January 2010 Class.Traitor Classic FM magazine (UK)

Indictment

2010's first Hall of Shame investiture goes to the Classic FM magazine, for its particularly awful February issue (published absurdly early in January).

As with its radio station sister, the endless adverts are there at every turn, and those for Caribbean cruises, upmarket supermarkets, laundry liquids and cinema releases all have their usual prominence beside the more musical ones in this issue. But what makes the magazine more nauseating than usual this month are, firstly, the lists - yet more lists: not only the headline publication of the "The 50 Greatest Composers" (determined to no small degree by the availability of recordings on the Naxos label, who selflessly provide all the excerpts on the cover CDs), but also "the 25 classical composers without whom our heroes [the 50] could not have achieved greatness", the "Classical album chart" (a more misleading title is barely conceivable), this month's instalment of "The 100 classical recordings no listener should be without" and "50 works that changed classical music", "Five of the best: conductors", and the yearly appeal to readers to vote in Classic FM's notorious "Hall of Fame". The mindlessness of this list mania is discussed in B Listers.

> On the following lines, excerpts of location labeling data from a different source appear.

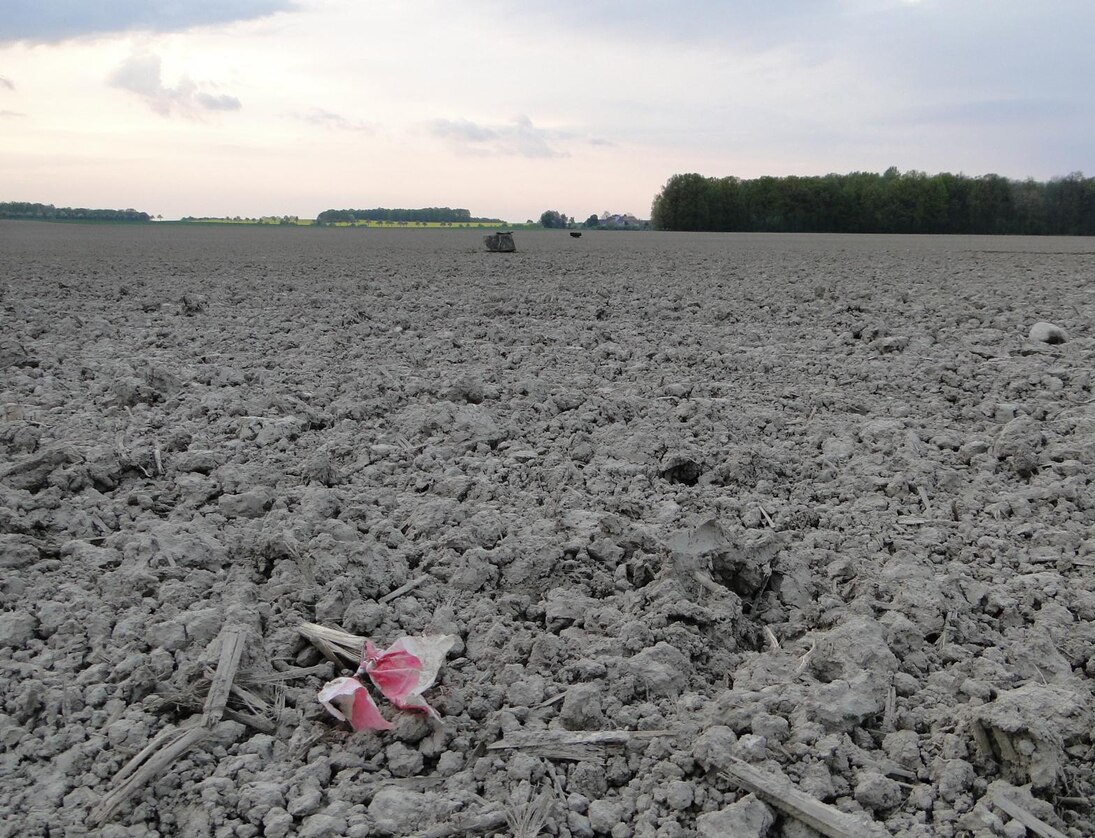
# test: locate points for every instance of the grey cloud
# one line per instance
(141, 75)
(519, 137)
(993, 112)
(212, 102)
(335, 122)
(50, 21)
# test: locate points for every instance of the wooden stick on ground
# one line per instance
(138, 776)
(231, 649)
(170, 745)
(333, 643)
(782, 794)
(404, 589)
(1033, 823)
(554, 738)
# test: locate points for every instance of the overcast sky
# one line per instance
(292, 106)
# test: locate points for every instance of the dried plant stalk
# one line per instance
(333, 643)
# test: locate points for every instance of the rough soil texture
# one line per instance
(816, 503)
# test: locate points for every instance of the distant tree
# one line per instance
(892, 202)
(552, 219)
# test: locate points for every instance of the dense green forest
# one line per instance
(436, 215)
(890, 203)
(49, 213)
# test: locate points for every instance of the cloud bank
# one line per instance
(52, 21)
(142, 76)
(519, 137)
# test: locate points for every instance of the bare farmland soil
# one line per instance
(810, 504)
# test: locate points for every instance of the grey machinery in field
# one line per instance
(500, 242)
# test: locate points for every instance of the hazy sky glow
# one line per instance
(292, 106)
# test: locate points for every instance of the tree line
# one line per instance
(49, 213)
(889, 203)
(437, 215)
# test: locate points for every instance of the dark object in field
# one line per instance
(500, 242)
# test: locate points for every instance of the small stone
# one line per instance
(16, 628)
(680, 794)
(747, 818)
(322, 826)
(253, 504)
(403, 761)
(1042, 332)
(587, 779)
(581, 708)
(714, 747)
(604, 814)
(877, 792)
(772, 727)
(955, 777)
(661, 669)
(277, 823)
(398, 811)
(579, 825)
(751, 748)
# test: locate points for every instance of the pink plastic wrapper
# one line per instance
(348, 699)
(402, 673)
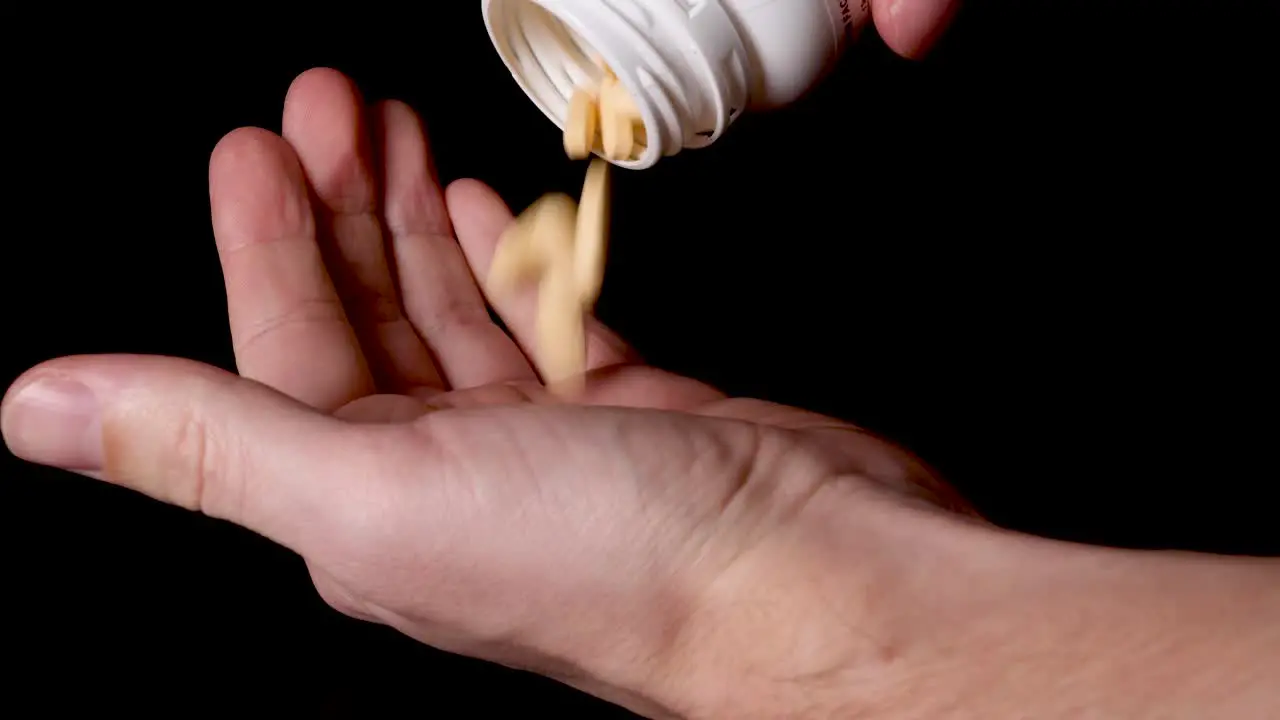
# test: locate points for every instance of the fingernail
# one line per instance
(55, 422)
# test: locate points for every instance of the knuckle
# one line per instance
(208, 464)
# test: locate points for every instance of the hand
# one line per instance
(910, 27)
(657, 543)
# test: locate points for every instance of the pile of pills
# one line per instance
(560, 245)
(604, 119)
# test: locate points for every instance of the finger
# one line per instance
(910, 27)
(196, 437)
(287, 322)
(479, 217)
(440, 296)
(324, 123)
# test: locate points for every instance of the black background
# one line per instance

"The battle [...] for the Hall of Fame 2010" ("with NS&I") is actually "Top Story" in the magazine's "News" section - a good indication of the rest of the contents. Readers and listeners must send in their votes by the end of the month; one bovine reader has written to the Letters page helpfully suggesting "we should vote for a favourite section of a work, rather than consider a piece in its entirety"! Last year's Classic FM Countdown to the Hall of Shame covers the stupidity and cynicism of the whole exercise in considerable detail.

Another appalling feature in this issue is the "Download Site of the Month": Universal's Classics And Jazz.co.uk, which "dominates the crossover market". Here, Classic FM magazine's "reviews editor", Andrew Mellor - who by his own admission on page 46 first heard Bohuslav Martinů's music two years ago on Classic FM's Full Works programme; incidentally enough qualification in Classic FM circles for him to award a Martinů CD "Disc of the Month"! - excitedly reveals that you can get access to the "catalogues of those popular crossover artists, instantly accessible from the source that created them". "Extra features [...] include and sheet music download facilities". Mellor is elsewhere listed as "expert panellist".

Finally (for now), and on the subject of the big four money-grubbing music/media multinationals: typifying the magazine's glossy photo culture is its rather shameful description (with large glossy photo) of young female violinist Vilde Frang as "the violin world's hottest property". It should come as no surprise to learn that the company selling Frang as a commodity is EMI; and that her playing of Sibelius's Violin Concerto on her debut CD is both unsensitively engineered and musically undeserving of the hype.

Classic FM magazine thus fully merits its place of dishonour beside its sister in the Hall of Shame. But given the appaling quality of this shiny industry brochure, this certainly won't be its only nomination; already, next month's issue promises readers they'll "meet the stars of the TV show [ITV's double misnomer, "From Popstar to Operastar"] that teaches pop stars to sing classical".